Após o mergulho no terror gótico para contar momentos derradeiros de Diana Spencer, vulgo Lady Di, no surpreendente Spencer, Larraín parece mais uma vez inebriado com o cinema de gênero, e constrói um dos ‘terrir’ mais sofisticados de que me lembro. Ainda obcecado em desenvolver novas texturas para a História como já o faz desde o exemplar Tony Manero, o diretor mais uma vez se aventura pela ‘vida e obra’ de uma figura histórica, e aqui a fábula é assumida por completo. Porém, a inteligência de alguém como ele sabe que para a fabulação ter a potência que se espera, ela precisa ter elementos do real que a reverberem. Transformar o sanguinário crápula Augusto Pinochet em um vampiro de 250 anos é uma sacada de mestre que não cabe em si, e por isso sua grandeza é amplificada.
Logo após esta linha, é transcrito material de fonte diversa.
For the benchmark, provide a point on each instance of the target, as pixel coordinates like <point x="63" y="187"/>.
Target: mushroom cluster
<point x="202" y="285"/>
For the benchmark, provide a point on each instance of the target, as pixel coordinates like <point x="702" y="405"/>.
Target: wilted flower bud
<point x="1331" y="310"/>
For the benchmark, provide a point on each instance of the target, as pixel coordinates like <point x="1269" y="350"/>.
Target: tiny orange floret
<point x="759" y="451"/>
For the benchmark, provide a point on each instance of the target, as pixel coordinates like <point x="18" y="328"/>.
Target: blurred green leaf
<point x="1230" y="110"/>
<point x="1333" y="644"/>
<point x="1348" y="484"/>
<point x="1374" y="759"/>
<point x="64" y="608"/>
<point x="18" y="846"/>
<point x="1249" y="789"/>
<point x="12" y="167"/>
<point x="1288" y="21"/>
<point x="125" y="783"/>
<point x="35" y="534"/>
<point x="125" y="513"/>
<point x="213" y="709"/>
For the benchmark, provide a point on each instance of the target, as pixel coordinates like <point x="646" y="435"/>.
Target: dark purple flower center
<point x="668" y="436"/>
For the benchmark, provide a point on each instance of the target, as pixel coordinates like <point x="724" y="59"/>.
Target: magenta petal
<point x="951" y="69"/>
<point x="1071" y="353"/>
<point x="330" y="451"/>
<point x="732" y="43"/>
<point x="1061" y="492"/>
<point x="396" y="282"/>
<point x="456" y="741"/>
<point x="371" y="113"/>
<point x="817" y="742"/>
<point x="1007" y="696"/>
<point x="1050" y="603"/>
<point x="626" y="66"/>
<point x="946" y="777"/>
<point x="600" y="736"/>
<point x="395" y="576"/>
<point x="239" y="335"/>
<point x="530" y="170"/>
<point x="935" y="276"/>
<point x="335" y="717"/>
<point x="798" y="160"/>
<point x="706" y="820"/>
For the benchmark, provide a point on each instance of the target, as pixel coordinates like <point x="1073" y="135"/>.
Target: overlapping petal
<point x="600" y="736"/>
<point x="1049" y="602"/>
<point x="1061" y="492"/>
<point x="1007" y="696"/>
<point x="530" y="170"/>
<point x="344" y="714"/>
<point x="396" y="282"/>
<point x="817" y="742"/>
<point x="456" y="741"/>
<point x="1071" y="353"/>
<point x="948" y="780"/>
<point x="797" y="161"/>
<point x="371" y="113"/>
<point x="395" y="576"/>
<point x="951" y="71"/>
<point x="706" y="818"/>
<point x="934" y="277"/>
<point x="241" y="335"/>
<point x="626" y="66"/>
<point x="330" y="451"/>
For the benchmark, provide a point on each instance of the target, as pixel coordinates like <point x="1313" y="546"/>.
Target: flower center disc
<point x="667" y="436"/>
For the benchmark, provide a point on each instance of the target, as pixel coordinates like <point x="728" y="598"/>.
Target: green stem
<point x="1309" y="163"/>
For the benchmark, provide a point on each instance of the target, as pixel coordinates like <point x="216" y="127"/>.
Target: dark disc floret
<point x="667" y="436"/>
Já passamos (ou deveríamos) ter passado da fase em que o cinema do chileno ainda nos causaria surpresa pela excelência técnica, mas O Conde eleva ainda mais o que já conhecíamos de seu trabalho de ourives. A fotografia em preto e branco, de Edward Lachman (Carol), só não nos causa maior impacto que toda a ideia de sua mise-en-scene, que homenageia imageticamente clássicos modernos como Entrevista com o Vampiro e a filmografia de um imortal como Carl Dreyer.

Aliás, quando a imagem clássica de Maria Falconetti parece reimpressa no plano ao passo que louva alguém Philippe Rousselot, é, certamente, que sabemos o quanto Larraín é um artista apaixonado por seu ofício, e o realiza com a chancela de um fã. Além disso, não há, na cartografia do roteiro, curva menor para contar esse acerto de contas entre um homem e o mundo que ele acha em débito com sua figura. Um crescendo de eventos que encadeiam de maneira tão acertada quanto bem alinhavada parece deter um sem número de elementos que serviram para nosso olhar ao cinema ser menos leviano.

A arte visual, que geralmente é relegada a algo menor, quando e se comparado à literatura, ao teatro ou à música, é sim capaz de registros de encantamento como vemos em O Conde, que usa a reverência imagética e verbal não apenas para emular outras obras e tempos, mas para principalmente continuar um legado artístico referencial.

Nesse sentido, Larraín se transforma também em um vampiro certeiro para ressignificar personagens que seriam facilmente tratados como bonecos sem vida em outros projetos (vide o plot twist do final, que reintegra uma figura já tratada em uma biografia anterior de maneira medíocre).

Com o que tem feito com períodos históricos, ou com figuras como Jacqueline Kennedy Onassis, o diretor de No aqui também resgata gêneros, resgata imagens e geografias que não foram devidamente cuidadas pelo fotograma. Sua vampirização não pleiteia a dissecação das qualidades das obras citadas para fins de benefício apenas particular, mas para uma manutenção posterior de sua política de reorganizar debates, acerca do Cinema ou do papel nefasto do Estado, condizente com o que está dialogando.

Apesar de muitos diferentes entre si, seus filmes não estão em comunhão apenas pelo estado de excelência que sua maioria representa. Suas obras conversam de modo fiel com a ideia de reapresentar algo estanque como a História contada e vivida sob um novo viés, seja aproximando com uma lupa sua lente dos eventos, seja transformando cada elemento vivido em alegoria, como em O Conde.

Fato é, em O Conde, estamos diante de um conto moral dos mais repetidos, a eterna sede por algo que sempre se teve e continua a faltar apesar da abundância, mas que Pablo Larraín sabe como renovar. Com humor indiscriminado, uma leitura tão aguçada do que sejam os códigos familiares diante da tragédia iminente, e um bom gosto estético que parece interminável, me pergunto como tal cineasta, que propõe tantas camadas de olhar a uma só obra (e a toda sua) ainda pode ser questionado como ele é.

Paciência, sobra mais linhas de boa vontade para acessar por quem tem interesse real em debruçar-se sobre algo vivo e tão cheio de metamorfoses, como O Conde.